Students extract principles
of engineering from rock ’n’ roll © March 20, 2009, Norwich University Office of Communications
If the freshmen students in Engineering 110 are successful with their lab assignments, the room is going to rock.
And it does. Familiar riffs from songs by The Beatles, Led Zeppelin, Green Day and Guns N’ Roses drifted from rows of computers in a classroom of Norwich University. Some sounded a bit thin, poorly cadenced or awkward. Others were instantly recognizable.
“Nice!” shouted Jonathan Giannino after hearing a few seconds of the distinctive opening notes from AC/DC’s “Thunderstruck” from across the room. A mechanical engineering major from Randolph, Vt., Giannino didn’t look up from his screen, but continued to mouse through folders and icons to his own project. Giannino chose the song “Torches” by Rise Against. He opened a music player on the computer, and his version of the song began. It sounded a bit like a cheap synthesizer, or, as he put it, “like it came from an Atari.”
These students are future engineers, not musicians.
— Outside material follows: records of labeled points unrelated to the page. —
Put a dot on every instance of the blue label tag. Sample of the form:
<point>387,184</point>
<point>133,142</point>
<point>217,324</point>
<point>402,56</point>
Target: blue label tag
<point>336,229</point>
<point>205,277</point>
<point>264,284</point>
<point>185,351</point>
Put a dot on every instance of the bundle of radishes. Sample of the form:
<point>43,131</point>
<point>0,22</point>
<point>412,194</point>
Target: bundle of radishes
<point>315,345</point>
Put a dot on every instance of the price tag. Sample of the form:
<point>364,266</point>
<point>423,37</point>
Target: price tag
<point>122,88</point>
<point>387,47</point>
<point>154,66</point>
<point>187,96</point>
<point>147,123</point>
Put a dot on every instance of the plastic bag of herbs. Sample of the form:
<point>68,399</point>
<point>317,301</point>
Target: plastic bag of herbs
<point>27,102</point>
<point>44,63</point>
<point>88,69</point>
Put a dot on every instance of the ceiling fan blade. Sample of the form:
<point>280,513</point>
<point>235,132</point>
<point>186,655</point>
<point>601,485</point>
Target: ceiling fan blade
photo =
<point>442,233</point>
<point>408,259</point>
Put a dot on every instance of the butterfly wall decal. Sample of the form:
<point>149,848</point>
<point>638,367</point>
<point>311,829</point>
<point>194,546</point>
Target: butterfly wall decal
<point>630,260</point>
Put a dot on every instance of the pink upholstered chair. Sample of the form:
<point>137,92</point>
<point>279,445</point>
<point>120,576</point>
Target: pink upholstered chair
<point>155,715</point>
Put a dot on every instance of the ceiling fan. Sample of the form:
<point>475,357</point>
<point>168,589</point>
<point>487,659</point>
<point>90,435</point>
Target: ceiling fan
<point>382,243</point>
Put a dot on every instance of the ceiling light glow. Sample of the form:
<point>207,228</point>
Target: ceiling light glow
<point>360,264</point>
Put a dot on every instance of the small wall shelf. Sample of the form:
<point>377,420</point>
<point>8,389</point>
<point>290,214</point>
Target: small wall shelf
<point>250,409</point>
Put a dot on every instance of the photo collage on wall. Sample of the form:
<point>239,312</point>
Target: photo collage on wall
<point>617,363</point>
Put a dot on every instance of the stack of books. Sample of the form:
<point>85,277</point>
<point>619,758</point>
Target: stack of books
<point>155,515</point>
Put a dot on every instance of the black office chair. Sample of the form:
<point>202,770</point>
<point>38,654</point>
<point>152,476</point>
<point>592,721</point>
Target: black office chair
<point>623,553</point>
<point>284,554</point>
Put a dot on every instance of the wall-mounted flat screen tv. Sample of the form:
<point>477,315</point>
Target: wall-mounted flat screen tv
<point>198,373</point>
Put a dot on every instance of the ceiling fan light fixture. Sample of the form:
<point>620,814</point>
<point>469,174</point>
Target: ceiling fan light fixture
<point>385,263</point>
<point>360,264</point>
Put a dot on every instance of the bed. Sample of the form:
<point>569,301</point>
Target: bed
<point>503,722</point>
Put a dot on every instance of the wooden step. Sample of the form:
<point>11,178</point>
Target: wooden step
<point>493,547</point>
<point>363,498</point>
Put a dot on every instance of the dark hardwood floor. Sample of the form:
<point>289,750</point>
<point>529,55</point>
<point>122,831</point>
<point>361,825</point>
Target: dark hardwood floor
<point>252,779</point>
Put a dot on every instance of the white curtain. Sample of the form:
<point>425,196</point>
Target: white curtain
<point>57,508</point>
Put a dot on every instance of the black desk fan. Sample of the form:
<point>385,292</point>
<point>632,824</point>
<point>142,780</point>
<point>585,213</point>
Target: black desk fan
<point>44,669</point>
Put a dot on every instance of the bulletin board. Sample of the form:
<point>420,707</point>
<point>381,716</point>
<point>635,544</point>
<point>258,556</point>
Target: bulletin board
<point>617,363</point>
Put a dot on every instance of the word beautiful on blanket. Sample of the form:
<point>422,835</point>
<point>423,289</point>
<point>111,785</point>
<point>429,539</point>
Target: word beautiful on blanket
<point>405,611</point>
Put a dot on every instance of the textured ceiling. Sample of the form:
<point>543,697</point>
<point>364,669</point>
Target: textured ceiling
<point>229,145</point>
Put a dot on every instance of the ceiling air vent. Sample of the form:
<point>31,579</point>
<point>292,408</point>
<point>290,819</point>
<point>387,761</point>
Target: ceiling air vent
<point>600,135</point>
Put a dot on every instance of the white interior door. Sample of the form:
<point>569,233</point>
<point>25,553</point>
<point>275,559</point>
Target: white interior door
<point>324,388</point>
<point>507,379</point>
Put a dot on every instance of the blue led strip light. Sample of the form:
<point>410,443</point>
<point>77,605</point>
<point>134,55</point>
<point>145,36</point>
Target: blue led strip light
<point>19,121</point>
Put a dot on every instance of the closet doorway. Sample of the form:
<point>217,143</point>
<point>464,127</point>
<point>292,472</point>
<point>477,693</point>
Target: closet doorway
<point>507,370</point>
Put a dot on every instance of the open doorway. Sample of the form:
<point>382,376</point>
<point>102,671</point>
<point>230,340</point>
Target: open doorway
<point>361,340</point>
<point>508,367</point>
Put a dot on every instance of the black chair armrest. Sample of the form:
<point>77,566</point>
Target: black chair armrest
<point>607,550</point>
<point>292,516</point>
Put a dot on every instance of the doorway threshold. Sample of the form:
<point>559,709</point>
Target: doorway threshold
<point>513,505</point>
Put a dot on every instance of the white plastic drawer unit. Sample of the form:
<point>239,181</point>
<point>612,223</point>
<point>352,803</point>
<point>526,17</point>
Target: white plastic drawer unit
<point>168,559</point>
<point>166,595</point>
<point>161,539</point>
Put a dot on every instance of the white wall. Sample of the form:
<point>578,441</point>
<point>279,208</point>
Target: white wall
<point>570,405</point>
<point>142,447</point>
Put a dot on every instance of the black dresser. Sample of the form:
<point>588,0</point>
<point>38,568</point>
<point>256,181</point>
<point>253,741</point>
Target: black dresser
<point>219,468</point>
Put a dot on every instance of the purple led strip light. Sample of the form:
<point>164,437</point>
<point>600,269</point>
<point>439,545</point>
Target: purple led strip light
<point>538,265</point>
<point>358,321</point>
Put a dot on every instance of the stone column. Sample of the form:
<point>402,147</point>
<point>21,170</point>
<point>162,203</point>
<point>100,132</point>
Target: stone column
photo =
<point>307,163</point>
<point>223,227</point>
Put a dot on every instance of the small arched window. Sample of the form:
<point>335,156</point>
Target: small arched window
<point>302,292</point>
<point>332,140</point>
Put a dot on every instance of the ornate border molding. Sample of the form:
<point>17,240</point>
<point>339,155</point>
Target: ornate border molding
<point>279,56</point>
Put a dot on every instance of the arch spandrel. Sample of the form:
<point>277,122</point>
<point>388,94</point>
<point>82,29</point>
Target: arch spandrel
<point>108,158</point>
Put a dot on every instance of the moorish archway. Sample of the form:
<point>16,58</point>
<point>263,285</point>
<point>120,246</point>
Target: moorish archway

For four weeks, they’ve been immersed in an award-winning academic program that uses music to introduce them to fundamental concepts in math, programming and the physics of sound. The Guitar Tab Project, designed by electrical engineering Professor Jacques Beneat, challenges them to create music using nothing more than a numeric coding and programming environment called MATLAB and guitar tablature, available on the Internet for virtually any song.
The first year is really critical for engineering.
~ Jacques Beneat,
Tablature is a simple form for writing guitar music, usually assembled by enthusiastic amateurs and posted free to anyone who wants it. Instead of common musical notation that conveys pitch and timing by notes sitting on a staff, tablature depicts the six strings of a guitar and the point where notes should be fretted. The problem, according to Beneat, is that tablature is often incorrect, and different versions of a song vary dramatically. That frustration helped with his development of the project.
“If I can check if the guitar tab sounds right, then I will take the time to practice,” he said.
Inspiration for the project began several years ago when Beneat, who has always been interested in radios and sound, decided to realize a lifelong dream and buy an electric guitar. Laughing at his own lack of prowess on the instrument, Beneat said he initially fantasized about a program that would take the information from tablature and play it back so he wouldn’t waste time with a poor musical transcription.
Guitar Tab Project, which evolves with each new class of freshmen, aims to have students experiment with this idea. More importantly, it helps young engineers stay engaged with their studies. This is a big issue, he said. Freshmen face a daunting schedule of mathematics, physics, chemistry and computer science. By tying their studies to music, he hopes they’ll be able to relate to the fundamental concepts better, and have a little fun.
“The first year is really critical for engineering,” said Beneat.
To be successful, a student must figure out how to measure and program the proper sine wave for each guitar string from digital samples, then input additional information about the length of the note and the fret into MATLAB, along with characteristics of the sound, such as reverb and distortion. It’s not easy, as tablature is a relatively unsophisticated way to represent music. After getting a computer to play sounds, there’s still a lot of tweaking and testing of values before it starts to resemble a song.
“The first time it didn’t work at all,” said Giannino, who said it has been a challenging four weeks to get where they are. “I actually had to redo all this stuff.”
Norwich University is the country’s oldest private military university, where students choose to be a cadet or lead a traditional college lifestyle. Engineering is a popular major.
Kathryn Bennett, a part-time student who lives in Northfield, Vt., where Norwich’s campus is located, took the class primarily to learn MATLAB, which is widely used in industry and academia. She found it similar to other programming languages, and thought the tablature project was an interesting bridge to a better understanding.
“I gained a lot more familiarity with MATLAB. I guess I’m just a lot more interested in it,” she said.
Beneat’s paper, “Designing a Guitar Tab Player in MATLAB,” was awarded a grant through the Institute for Electricians and Electrical Engineers’ Real World Engineering Projects program, which was designed to disseminate interesting projects to faculty of first-year engineering students. He plans to continue with the project, increasing the range of tones and sophistication of input values. One day, he may work with students to build programs that write tablature directly off a CD.
“It seems possible,” he laughed, “but it’s very complicated.”